Мать моя была очень рада, что я поступил в юридический институт. Ее мечта сбылась. А вот моя мечта погибла. Я жил словно в капсуле. Чувства мои притупились, и порою мне казалось, что я словно зомби имею тело, а вот души у меня нет. Хотя нет, душа все же была, потому что если бы души не было у меня, то я не испытывал бы это серое ПЛОХО. Вокруг меня будто сгустилось серое пространство, и мне было постоянно без проблеска ПЛОХО. Но я учился, сдавал сессии, писал курсовые, и мать моя была довольна. Она гладила мне рубашки, старалась кормить меня повкусней, и считала меня центром своей жизни. Мое мрачное настроение ей не нравилось, она воспринимала его на свой счет и считала, что я с ней груб, холоден и безразличен. Несколько раз по этому поводу она устраивала истерики, и мне приходилось скрывать от нее свой мрак и словно артисту играть роль благодушного, ласкового и любящего сына. Мать успокаивалась, осыпала меня ласками, которые мне сто лет были не нужны, но которые я вынужден был терпеть, чтобы избежать ее недовольства. Она часто обнимала меня, целовала, причем целовать пыталась в губы, а не в щеку, и мне это было неприятно. Так и хотелось сказать: «Да отстань ты от меня!» Я был уже взрослый парень, и все эти обнимания и целования коробили меня. Это маленькому мне все нипочем было от ее ласк, а как только я стал подрастать, то всяческие обнимашки с матерью стали мне казаться просто невозможными. Но мать, видимо, не понимала, что я вырос, что теперь ее ласки мне не то что не нужны, а вообще кажутся противоестественными, особенно эти поцелуи в губы. Ни об Инне, ни о моем тяжелом душевном состоянии она не знала. Я давно перестал делиться с ней своими проблемами. Ей было только известно, что я не хочу быть юристом, но она считала это моей блажью и была уверенна, что правильно сделала, что настояла на моем поступлении в юридический.

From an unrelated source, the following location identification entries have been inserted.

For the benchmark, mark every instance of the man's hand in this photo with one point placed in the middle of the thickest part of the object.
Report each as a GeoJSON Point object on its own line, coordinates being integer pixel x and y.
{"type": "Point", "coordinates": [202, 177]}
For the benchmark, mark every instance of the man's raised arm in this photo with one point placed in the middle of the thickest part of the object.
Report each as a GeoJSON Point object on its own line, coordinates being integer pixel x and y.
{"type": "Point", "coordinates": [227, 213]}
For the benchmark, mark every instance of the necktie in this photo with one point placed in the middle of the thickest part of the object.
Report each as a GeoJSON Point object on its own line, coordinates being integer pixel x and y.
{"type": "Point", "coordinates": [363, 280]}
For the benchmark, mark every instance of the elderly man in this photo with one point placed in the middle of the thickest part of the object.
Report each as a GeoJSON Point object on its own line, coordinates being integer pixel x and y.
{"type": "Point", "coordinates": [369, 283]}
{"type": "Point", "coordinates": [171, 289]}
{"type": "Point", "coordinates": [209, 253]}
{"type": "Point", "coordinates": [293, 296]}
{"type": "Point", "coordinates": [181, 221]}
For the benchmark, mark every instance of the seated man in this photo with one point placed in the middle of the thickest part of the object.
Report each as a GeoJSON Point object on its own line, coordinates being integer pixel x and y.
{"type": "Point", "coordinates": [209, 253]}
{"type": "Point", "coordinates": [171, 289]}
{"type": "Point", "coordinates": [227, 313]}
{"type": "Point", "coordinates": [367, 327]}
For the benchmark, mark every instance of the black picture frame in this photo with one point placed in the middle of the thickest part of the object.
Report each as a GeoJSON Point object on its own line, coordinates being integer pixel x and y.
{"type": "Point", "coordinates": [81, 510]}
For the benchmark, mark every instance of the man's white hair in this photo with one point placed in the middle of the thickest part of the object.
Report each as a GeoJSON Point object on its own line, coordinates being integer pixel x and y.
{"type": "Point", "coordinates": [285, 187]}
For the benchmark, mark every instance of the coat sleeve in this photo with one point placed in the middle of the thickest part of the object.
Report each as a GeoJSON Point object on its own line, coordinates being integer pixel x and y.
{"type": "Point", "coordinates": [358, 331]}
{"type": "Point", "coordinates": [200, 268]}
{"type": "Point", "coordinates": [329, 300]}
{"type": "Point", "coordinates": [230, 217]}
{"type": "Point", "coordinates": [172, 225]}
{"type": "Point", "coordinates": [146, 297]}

С Инной я совсем не виделся, и, только встречаясь на улице с ее родителями, узнавал от них, что она учится в цирковом училище и уже иногда участвует в представлениях. В общем, ее мечта сбылась. Мать же ее при встрече со мной всегда с такой жалостью смотрела на меня, что мне становилось противно. В ее глазах так и читалось: бедный мальчик! Такой хороший мальчик! Так любил нашу девочку, а она бросила его!

Эта жалость уязвляла мою гордость. Разве я жалкое создание? Ведь не умер же я! Подумаешь, горе какое! Не получилось с вашей Инной, так с другой девушкой получится. Свет клином, что ли сошелся на вашей дочке? Но поначалу я и вправду был очень зациклен на Инне, и никак не мог успокоиться. Физически отпустил ее от себя, а душевно не отпускал. Только к третьему курсу института я почувствовал свободу от нее.

При институте я стал с самого первого курса заниматься карате, там у меня и друзья появились. А со второго курса стал посещать еще и собрания Союза писателей. Все эти внеурочные увлечения держали меня на плаву, помогали не раскиснуть совсем. Но все равно мне казалось, что жизнь моя течет бесцельно, скучно. Юридические науки совсем меня не интересовали, казались мертвыми, хотя в силу своего ума я с легкостью осваивал их и получал только хорошие отметки.

В институте было полно симпатичных девушек, и я не мог не замечать, что пользуюсь популярностью у них. На третьем курсе, когда я окончательно, как мне казалось, отошел от неудачной любви к Инне, у меня случился роман с девушкой из параллельного потока. Ее звали Катя. Я долго присматривался к ней, прежде чем начать какие-то действия в ее сторону. Мне нравилось, что она совершенно не похожа на Инну ни внешне, ни внутренне. Инна была тонкая, легкая и мечтательная, а Катя занималась на тренажерах, была крепкой, упругой и нагловатой. Впервые я увидел ее в коридоре нашего института. Она шла с другими девушками. Я шел за ними смотрел им в спины, и их обтянутые джинсами попы поражали своим многообразием форм. Тощие, низкие, фигурные, подтянутые, круглые… Но у Кати попа была шедевром. Упругая, подтянутая задница так и манила, так и приковывала мужские взгляды. А у меня при виде этой откровенно-рельефной попы вдруг стало тесно в штанах, а в голове впервые возникли порнографические картинки. С Инной у меня такого никогда не было, а тут…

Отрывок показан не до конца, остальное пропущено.